Ich fasse zusammen: Was dem einen sin ûl ist dem andern sin nahtigal. So ein mittelhochdeutsches Sprichwort. Es hat recht, wie fast alle Sprichwörter.
Was lernen daraus? Die Zuhörerschaft bei Reden ist vielfältig! Vielleicht nirgendwo vielfältiger als in Berlin, in Deutschland. Völlig unterschiedliche Lebensläufe treffen aufeinander. Nur der Kandidat wird in Berlin, in Deutschland Erfolg haben, der beides berücksichtigt: das abgrundtiefe Misstrauen gegenüber der Politik und den Parteien einerseits, sei es gegenüber dem „Kapital“, sei es gegenüber den „Linken“, sei es gegenüber „denen da droben“ oder „denen da drüben“. Die Objekte des Misstrauens sind austauschbar. Und andererseits die Sehnsucht nach Ehrlichkeit, nach reinem Wein, nach Vertrauen-Können. Es ist, als hörte man da immer wieder heraus:
„Wir möchten gern vertrauen, helft unserem Misstrauen!“
Womit wir zum Anfang zurückkehren: Vertrauen ist das kostbarste Gut in der Politik. Dieses Gut gilt es zu pflanzen, zu hegen und zu mehren. Ohne Vertrauen ist keine rational planende Politik möglich. Auch der vielbeschworene Konsens lässt sich nur auf der Grundlage des Vertrauens aushandeln.
Rationale Steuerung von Systemen – gut, dies mag die Aufgabe der Politik sein. Aber diese rationale Austarierung widerstreitender Interessen in der alltäglichen Kleinstarbeit kann nur gelingen, wenn ein gewisses Grundvertrauen da ist – eine Qualität, die sich nicht herbeireformieren lässt, sondern die letztlich eine Erfahrung ist. Diese Erfahrung des Vertrauens wurzelt im Wort. Im schlichten Wort, das stärker als die Wurfschleuder ist, stärker als der mediale Dauerbeschuss.

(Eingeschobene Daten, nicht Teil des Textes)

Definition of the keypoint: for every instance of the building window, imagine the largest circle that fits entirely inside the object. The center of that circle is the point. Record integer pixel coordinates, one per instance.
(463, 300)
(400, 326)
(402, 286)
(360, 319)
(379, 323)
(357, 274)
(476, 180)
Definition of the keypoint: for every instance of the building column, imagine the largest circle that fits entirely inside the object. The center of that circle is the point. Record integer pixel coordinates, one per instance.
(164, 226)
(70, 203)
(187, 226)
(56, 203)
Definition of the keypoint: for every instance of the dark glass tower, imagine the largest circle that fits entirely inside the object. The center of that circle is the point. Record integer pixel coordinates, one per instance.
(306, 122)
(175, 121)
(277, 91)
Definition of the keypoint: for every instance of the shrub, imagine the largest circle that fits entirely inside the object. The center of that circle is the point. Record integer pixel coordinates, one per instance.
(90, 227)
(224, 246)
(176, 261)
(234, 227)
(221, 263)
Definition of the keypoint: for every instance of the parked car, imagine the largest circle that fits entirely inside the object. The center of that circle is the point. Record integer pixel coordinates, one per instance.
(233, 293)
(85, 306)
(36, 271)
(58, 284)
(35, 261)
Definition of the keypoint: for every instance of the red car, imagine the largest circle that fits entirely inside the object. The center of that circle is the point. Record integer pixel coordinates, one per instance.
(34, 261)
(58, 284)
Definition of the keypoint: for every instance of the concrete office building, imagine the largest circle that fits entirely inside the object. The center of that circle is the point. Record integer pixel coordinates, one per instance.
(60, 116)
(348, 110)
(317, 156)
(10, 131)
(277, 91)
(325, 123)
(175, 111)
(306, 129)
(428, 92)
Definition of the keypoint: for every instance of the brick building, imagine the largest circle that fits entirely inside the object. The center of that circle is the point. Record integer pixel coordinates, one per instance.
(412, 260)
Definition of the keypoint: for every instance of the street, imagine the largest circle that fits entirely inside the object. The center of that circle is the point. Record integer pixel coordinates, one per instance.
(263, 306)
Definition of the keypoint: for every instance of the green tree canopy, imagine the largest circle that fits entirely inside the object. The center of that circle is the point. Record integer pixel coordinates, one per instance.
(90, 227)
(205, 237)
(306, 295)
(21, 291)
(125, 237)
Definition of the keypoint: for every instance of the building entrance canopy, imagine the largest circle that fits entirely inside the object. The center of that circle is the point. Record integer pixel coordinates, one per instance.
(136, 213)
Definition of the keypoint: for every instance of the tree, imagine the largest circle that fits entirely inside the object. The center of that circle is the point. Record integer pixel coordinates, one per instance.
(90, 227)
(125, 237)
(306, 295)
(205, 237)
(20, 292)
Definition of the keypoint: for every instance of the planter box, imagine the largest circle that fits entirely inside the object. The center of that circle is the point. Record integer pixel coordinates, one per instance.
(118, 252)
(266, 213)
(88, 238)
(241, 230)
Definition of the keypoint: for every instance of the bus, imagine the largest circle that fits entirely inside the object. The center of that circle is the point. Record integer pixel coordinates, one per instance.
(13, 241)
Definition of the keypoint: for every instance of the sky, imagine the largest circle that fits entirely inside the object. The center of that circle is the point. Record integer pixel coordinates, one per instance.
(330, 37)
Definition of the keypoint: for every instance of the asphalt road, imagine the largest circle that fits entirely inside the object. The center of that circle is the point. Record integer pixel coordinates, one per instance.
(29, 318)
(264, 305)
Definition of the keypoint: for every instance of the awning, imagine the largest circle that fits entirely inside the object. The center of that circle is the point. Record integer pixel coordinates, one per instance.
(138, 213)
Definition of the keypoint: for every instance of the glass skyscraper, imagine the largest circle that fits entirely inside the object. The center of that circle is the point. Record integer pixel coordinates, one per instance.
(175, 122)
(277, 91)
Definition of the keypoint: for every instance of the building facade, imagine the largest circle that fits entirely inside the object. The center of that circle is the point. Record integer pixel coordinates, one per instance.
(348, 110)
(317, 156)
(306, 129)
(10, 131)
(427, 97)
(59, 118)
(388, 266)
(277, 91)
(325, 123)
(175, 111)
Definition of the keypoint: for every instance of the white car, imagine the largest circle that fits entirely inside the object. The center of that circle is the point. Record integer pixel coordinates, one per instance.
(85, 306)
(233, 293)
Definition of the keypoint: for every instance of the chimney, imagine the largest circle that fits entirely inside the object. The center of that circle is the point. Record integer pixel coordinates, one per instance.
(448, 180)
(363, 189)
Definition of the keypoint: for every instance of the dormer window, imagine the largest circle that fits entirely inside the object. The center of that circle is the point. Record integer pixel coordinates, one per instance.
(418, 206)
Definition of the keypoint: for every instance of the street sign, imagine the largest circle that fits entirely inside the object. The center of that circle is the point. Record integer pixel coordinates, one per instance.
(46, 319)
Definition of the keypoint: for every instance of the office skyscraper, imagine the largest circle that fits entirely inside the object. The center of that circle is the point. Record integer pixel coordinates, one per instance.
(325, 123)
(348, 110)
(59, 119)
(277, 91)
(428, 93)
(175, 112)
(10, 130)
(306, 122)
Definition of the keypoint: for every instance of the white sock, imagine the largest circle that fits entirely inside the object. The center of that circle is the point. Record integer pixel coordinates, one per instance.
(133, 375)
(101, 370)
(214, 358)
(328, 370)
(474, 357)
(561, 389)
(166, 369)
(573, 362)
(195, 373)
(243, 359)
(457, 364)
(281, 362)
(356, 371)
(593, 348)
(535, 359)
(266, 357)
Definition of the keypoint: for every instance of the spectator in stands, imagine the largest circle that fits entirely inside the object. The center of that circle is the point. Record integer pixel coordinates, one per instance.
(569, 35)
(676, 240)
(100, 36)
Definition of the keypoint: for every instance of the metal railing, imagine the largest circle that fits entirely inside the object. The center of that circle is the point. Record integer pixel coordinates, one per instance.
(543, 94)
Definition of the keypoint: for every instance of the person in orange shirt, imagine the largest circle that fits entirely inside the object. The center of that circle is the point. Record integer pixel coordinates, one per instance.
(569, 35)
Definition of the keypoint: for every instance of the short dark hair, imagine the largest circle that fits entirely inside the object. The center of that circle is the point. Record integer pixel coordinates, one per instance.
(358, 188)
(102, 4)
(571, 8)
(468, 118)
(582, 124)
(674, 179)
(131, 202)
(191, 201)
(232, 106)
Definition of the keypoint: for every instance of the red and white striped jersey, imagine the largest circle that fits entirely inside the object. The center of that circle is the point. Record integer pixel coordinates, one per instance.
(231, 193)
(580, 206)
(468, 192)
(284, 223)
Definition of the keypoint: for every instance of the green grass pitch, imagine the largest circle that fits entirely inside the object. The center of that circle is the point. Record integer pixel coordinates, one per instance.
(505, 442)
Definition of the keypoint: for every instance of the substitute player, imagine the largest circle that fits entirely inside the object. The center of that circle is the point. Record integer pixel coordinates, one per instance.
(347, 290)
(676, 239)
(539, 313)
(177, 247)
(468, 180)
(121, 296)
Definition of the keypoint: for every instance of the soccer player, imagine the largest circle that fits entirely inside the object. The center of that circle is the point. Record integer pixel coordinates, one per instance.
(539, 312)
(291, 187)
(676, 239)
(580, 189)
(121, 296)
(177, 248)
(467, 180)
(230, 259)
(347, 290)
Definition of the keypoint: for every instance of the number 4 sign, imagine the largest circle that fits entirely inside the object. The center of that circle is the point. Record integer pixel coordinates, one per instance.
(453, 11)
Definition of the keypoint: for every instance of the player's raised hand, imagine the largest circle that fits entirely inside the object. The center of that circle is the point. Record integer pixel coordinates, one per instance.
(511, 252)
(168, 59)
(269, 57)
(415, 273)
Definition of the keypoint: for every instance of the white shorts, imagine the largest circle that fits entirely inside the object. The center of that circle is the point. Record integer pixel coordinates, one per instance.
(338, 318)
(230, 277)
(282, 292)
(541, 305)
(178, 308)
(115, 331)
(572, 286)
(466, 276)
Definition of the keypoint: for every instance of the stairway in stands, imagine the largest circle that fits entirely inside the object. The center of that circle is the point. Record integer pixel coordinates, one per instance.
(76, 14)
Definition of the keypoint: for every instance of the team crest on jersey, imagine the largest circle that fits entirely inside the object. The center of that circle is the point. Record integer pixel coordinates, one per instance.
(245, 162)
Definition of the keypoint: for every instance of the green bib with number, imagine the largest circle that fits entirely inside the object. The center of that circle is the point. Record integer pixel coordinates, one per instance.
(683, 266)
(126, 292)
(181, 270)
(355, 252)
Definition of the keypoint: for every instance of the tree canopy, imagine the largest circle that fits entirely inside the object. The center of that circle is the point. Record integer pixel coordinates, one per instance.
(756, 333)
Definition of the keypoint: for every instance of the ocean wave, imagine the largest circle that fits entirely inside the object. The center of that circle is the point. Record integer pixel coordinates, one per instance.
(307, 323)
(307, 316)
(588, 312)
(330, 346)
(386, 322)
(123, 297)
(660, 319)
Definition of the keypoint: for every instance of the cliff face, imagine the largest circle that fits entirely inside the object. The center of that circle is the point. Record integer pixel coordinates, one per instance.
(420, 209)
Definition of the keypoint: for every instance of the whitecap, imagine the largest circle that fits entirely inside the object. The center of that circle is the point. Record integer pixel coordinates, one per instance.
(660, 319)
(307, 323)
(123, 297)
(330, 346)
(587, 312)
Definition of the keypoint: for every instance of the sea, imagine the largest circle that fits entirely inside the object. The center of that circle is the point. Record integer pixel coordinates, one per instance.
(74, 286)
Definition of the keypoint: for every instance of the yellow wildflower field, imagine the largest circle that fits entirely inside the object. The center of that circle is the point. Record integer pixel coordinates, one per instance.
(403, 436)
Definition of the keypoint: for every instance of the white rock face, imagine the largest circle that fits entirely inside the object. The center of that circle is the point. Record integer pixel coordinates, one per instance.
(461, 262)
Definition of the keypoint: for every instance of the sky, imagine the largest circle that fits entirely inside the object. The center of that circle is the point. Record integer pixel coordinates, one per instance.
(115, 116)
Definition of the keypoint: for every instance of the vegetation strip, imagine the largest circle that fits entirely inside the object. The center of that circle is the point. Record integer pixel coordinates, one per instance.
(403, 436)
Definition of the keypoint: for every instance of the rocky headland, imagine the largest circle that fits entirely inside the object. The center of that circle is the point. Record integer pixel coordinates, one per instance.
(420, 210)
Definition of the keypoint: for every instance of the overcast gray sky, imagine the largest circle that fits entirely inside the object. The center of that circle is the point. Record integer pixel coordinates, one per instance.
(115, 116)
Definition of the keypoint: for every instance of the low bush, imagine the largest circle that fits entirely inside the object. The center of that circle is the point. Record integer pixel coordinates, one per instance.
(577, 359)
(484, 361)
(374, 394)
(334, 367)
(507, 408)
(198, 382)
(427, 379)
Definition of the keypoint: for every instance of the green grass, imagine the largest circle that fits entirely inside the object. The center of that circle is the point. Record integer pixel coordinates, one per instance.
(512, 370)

Dem designierten Präsidentschaftskandidaten Obama ist es in Berlin gelungen, diese Kraft des schlichten Wortes für sich in Anspruch zu nehmen. Deswegen sind die 200.000 Zuhörer zur Siegessäule gekommen. Sie wurden nicht enttäuscht. Ich berichtige: Ich zumindest wurde nicht enttäuscht.